The roll control system is a set of thrusters aligned to turn the Ares I stack soon after liftoff to line the rocket up with its proper heading. The thruster system is the same design as the one used by the Air Force’s Peacekeeper missile fleet. In fact, NASA used parts of a decommissioned Peacekeeper as stand-ins during the test for the Ares I parts.
The Ares I is part of NASA’s Constellation Program. The 323-foot-tall rocket is a pencil-shaped craft that uses a five-segment solid rocket booster as a first stage and a liquid-fueled upper stage. The stack is topped with an Orion spacecraft. The Ares I will loft astronauts to the International Space Station. Later missions call for the rocket to send Orion capsules on the first leg of a trip to the Moon.
But before astronauts can ride the new spacecraft, it has to be tested in flight.
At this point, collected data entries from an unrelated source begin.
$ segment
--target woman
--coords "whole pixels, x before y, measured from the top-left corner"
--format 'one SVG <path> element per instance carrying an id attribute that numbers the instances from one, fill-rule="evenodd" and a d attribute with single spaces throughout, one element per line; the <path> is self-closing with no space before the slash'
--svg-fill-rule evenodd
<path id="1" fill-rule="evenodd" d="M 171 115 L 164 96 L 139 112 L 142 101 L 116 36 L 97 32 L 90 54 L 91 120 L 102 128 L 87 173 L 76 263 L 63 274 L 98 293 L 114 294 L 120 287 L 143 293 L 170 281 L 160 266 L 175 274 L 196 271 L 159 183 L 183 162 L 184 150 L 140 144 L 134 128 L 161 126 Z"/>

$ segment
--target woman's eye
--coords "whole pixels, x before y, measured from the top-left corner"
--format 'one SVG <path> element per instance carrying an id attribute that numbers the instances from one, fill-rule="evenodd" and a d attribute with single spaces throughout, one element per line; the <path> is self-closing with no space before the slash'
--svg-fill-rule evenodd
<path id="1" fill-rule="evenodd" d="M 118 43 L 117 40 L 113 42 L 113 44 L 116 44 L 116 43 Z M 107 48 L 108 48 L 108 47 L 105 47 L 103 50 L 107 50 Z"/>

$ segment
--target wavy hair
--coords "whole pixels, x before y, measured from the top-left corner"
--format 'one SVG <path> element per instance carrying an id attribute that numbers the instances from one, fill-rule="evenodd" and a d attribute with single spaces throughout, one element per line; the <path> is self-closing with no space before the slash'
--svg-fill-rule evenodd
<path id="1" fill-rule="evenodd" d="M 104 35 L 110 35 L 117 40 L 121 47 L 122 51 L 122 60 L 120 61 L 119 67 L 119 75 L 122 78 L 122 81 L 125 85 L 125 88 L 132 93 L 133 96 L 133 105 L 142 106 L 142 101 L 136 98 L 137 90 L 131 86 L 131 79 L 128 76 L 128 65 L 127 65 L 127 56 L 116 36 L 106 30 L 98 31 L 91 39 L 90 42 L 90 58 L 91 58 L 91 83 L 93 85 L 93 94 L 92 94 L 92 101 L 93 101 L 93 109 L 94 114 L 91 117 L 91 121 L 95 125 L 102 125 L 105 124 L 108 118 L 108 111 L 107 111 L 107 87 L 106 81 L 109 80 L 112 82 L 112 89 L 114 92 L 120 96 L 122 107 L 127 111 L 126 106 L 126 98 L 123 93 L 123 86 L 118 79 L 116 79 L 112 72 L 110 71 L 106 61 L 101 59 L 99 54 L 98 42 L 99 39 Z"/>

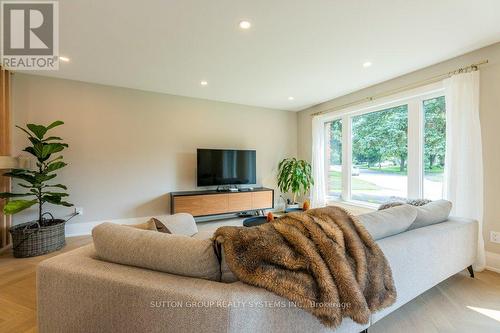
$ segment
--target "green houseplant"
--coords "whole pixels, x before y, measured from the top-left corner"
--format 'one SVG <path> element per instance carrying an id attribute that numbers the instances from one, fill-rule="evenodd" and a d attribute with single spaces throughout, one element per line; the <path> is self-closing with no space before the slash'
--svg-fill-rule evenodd
<path id="1" fill-rule="evenodd" d="M 3 192 L 0 198 L 7 199 L 3 212 L 7 215 L 17 214 L 31 206 L 37 206 L 37 220 L 15 225 L 10 228 L 13 239 L 14 256 L 31 257 L 52 252 L 65 245 L 65 220 L 55 219 L 49 212 L 43 211 L 44 204 L 70 207 L 71 203 L 64 200 L 68 194 L 63 184 L 53 183 L 57 174 L 55 171 L 67 164 L 61 155 L 54 156 L 68 147 L 57 136 L 47 136 L 54 127 L 64 124 L 58 120 L 48 126 L 27 124 L 26 128 L 16 126 L 24 131 L 30 145 L 24 149 L 36 159 L 36 170 L 12 169 L 4 173 L 5 177 L 18 181 L 18 186 L 24 188 L 22 193 Z"/>
<path id="2" fill-rule="evenodd" d="M 314 185 L 311 164 L 295 157 L 285 158 L 278 164 L 278 187 L 281 192 L 292 192 L 293 199 L 288 205 L 297 205 L 297 196 L 306 194 Z"/>

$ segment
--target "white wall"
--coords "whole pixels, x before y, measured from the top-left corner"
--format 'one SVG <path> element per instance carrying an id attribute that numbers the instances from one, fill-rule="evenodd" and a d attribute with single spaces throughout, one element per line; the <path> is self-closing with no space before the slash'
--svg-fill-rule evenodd
<path id="1" fill-rule="evenodd" d="M 279 160 L 296 155 L 294 112 L 19 73 L 12 94 L 14 124 L 65 122 L 54 134 L 69 166 L 57 180 L 84 208 L 71 223 L 168 214 L 169 192 L 196 187 L 196 148 L 256 149 L 258 184 L 272 188 Z M 14 133 L 16 155 L 27 139 Z"/>
<path id="2" fill-rule="evenodd" d="M 490 230 L 500 231 L 500 43 L 450 59 L 375 86 L 356 91 L 299 112 L 298 155 L 311 159 L 311 113 L 331 109 L 375 94 L 398 89 L 409 84 L 443 74 L 457 68 L 489 60 L 481 66 L 480 117 L 484 157 L 484 240 L 488 251 L 500 254 L 500 244 L 489 241 Z M 376 65 L 375 65 L 376 66 Z"/>

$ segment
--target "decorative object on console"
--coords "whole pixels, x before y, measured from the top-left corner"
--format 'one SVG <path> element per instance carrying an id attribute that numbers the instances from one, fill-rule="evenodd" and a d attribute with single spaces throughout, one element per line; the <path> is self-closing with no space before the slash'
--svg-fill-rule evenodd
<path id="1" fill-rule="evenodd" d="M 267 213 L 267 218 L 266 218 L 267 222 L 271 222 L 274 220 L 274 215 L 272 212 L 269 212 Z"/>
<path id="2" fill-rule="evenodd" d="M 31 146 L 26 147 L 24 151 L 36 158 L 38 169 L 18 168 L 4 173 L 6 177 L 20 180 L 19 186 L 25 188 L 26 191 L 25 193 L 0 193 L 0 198 L 8 199 L 3 211 L 5 214 L 13 215 L 33 205 L 38 205 L 38 219 L 10 228 L 15 257 L 32 257 L 49 253 L 62 248 L 66 243 L 64 223 L 67 220 L 55 219 L 49 212 L 43 212 L 45 203 L 73 206 L 63 200 L 68 196 L 64 192 L 67 190 L 65 185 L 49 183 L 57 176 L 54 172 L 67 165 L 62 161 L 62 156 L 51 157 L 67 148 L 68 145 L 61 142 L 62 139 L 59 137 L 46 137 L 45 135 L 52 128 L 62 124 L 64 123 L 58 120 L 48 126 L 35 124 L 28 124 L 27 128 L 16 126 L 28 135 Z M 32 198 L 30 200 L 18 199 L 22 197 Z"/>
<path id="3" fill-rule="evenodd" d="M 301 193 L 306 194 L 312 185 L 314 179 L 309 162 L 292 157 L 285 158 L 278 164 L 278 187 L 283 193 L 293 194 L 291 202 L 290 199 L 286 200 L 285 211 L 299 208 L 297 196 Z"/>

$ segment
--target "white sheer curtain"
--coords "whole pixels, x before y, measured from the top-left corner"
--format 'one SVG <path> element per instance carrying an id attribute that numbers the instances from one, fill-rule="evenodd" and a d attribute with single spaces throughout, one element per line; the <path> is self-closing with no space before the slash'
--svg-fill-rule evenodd
<path id="1" fill-rule="evenodd" d="M 314 185 L 311 189 L 311 207 L 326 204 L 325 182 L 325 123 L 321 116 L 312 119 L 312 174 Z"/>
<path id="2" fill-rule="evenodd" d="M 483 154 L 479 122 L 479 71 L 444 81 L 446 98 L 445 197 L 452 215 L 479 221 L 474 268 L 485 267 L 483 224 Z"/>

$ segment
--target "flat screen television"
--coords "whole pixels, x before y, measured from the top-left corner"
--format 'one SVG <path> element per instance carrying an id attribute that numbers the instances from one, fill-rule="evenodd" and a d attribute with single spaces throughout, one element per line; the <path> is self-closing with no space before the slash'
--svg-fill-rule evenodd
<path id="1" fill-rule="evenodd" d="M 255 184 L 255 150 L 198 149 L 197 184 Z"/>

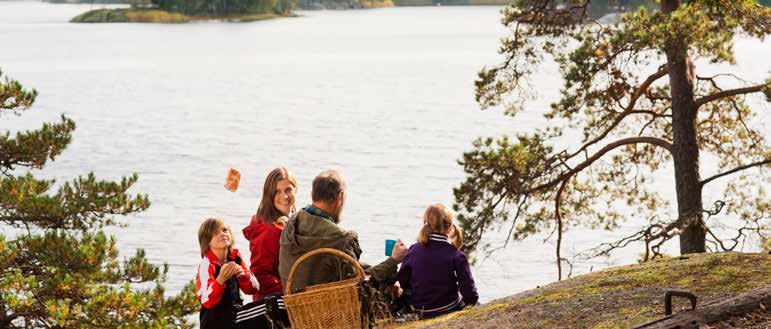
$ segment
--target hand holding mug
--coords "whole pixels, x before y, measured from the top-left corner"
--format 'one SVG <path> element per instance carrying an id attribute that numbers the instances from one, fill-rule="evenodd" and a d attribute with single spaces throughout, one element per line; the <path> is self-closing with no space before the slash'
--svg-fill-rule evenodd
<path id="1" fill-rule="evenodd" d="M 404 259 L 404 255 L 407 254 L 407 246 L 404 245 L 404 242 L 402 240 L 397 240 L 396 244 L 394 244 L 394 248 L 391 251 L 391 258 L 393 260 L 401 263 Z"/>

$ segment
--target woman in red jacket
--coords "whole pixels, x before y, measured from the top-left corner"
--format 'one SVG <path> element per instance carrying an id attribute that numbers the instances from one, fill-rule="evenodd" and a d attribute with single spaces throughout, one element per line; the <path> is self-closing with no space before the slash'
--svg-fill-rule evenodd
<path id="1" fill-rule="evenodd" d="M 244 228 L 251 251 L 249 269 L 260 283 L 254 300 L 280 294 L 283 290 L 278 276 L 278 240 L 284 229 L 284 216 L 295 212 L 296 192 L 294 175 L 284 167 L 273 169 L 265 178 L 257 214 Z"/>

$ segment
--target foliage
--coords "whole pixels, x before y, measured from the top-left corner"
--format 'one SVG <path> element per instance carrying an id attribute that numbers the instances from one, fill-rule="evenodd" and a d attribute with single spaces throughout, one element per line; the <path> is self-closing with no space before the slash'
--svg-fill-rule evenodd
<path id="1" fill-rule="evenodd" d="M 159 9 L 191 16 L 233 16 L 274 12 L 288 14 L 297 0 L 151 0 Z"/>
<path id="2" fill-rule="evenodd" d="M 653 9 L 656 2 L 653 0 L 604 0 L 589 3 L 589 16 L 602 17 L 614 12 L 635 11 L 640 7 Z"/>
<path id="3" fill-rule="evenodd" d="M 459 161 L 466 179 L 454 191 L 455 208 L 469 251 L 490 251 L 480 241 L 502 225 L 509 231 L 506 242 L 556 232 L 561 266 L 568 227 L 613 230 L 628 216 L 650 225 L 587 255 L 640 241 L 648 259 L 678 235 L 684 253 L 733 250 L 736 244 L 710 230 L 729 214 L 745 224 L 735 241 L 768 233 L 763 169 L 771 163 L 771 148 L 749 124 L 756 114 L 745 98 L 768 95 L 771 79 L 702 76 L 694 60 L 734 63 L 732 40 L 771 33 L 771 9 L 754 0 L 659 2 L 660 10 L 640 8 L 608 25 L 588 16 L 594 1 L 520 0 L 504 10 L 503 24 L 512 34 L 501 42 L 504 62 L 479 73 L 482 108 L 502 107 L 510 116 L 524 111 L 534 96 L 530 79 L 547 59 L 559 65 L 564 85 L 545 114 L 547 127 L 479 139 Z M 571 135 L 576 133 L 580 143 Z M 555 146 L 566 139 L 575 142 Z M 700 178 L 700 153 L 718 159 L 719 174 Z M 649 184 L 673 164 L 676 214 Z M 728 175 L 734 177 L 723 199 L 703 207 L 702 188 Z M 621 206 L 629 213 L 618 211 Z"/>
<path id="4" fill-rule="evenodd" d="M 158 9 L 94 9 L 75 16 L 72 23 L 187 23 L 190 17 Z"/>
<path id="5" fill-rule="evenodd" d="M 73 17 L 71 23 L 126 23 L 128 9 L 94 9 Z"/>
<path id="6" fill-rule="evenodd" d="M 0 115 L 19 115 L 36 97 L 6 77 Z M 38 130 L 0 134 L 0 327 L 191 327 L 185 318 L 198 307 L 192 281 L 165 297 L 167 266 L 150 264 L 141 249 L 121 262 L 115 238 L 101 231 L 121 224 L 114 216 L 150 206 L 146 195 L 129 193 L 136 174 L 119 182 L 88 174 L 58 187 L 30 173 L 16 175 L 61 155 L 74 130 L 62 116 Z"/>

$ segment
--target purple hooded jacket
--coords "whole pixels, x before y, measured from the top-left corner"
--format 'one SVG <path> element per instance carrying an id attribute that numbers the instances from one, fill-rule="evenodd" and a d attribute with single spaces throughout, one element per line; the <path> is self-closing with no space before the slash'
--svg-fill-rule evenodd
<path id="1" fill-rule="evenodd" d="M 442 234 L 432 233 L 425 246 L 410 246 L 399 269 L 399 284 L 412 291 L 409 302 L 421 318 L 473 305 L 479 299 L 466 255 Z"/>

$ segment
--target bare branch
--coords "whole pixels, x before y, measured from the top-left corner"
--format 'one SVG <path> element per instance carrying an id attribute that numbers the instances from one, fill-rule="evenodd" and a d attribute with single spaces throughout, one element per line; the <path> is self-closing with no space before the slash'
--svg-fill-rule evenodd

And before those flight tests can begin, the people who will prepare the rockets need to learn how to do so safely.
That’s where this round of testing came in.
NASA’s David Tomasic, a fluid systems engineer at Kennedy, said both the propellant system components and the ground support equipment the teams were trying out worked well. The team focused particularly on the helium tanks to find out how they would react when pressurized. The group also studied the large titanium tanks that will hold hypergolic fuel and oxidizer. Rather than perform the test using the hazardous fuel, though, the group filled the tanks with water and measured the results.
“We learned to make some adjustments on our ground support equipment,” Tomasic says. “Everything worked pretty much flawlessly.”
With the evaluation behind it, the team is looking forward to the arrival in September of the components that will be used in the first Ares test flight.
“When you get hardware sitting down at KSC, you know you’re moving,” Tomasic says.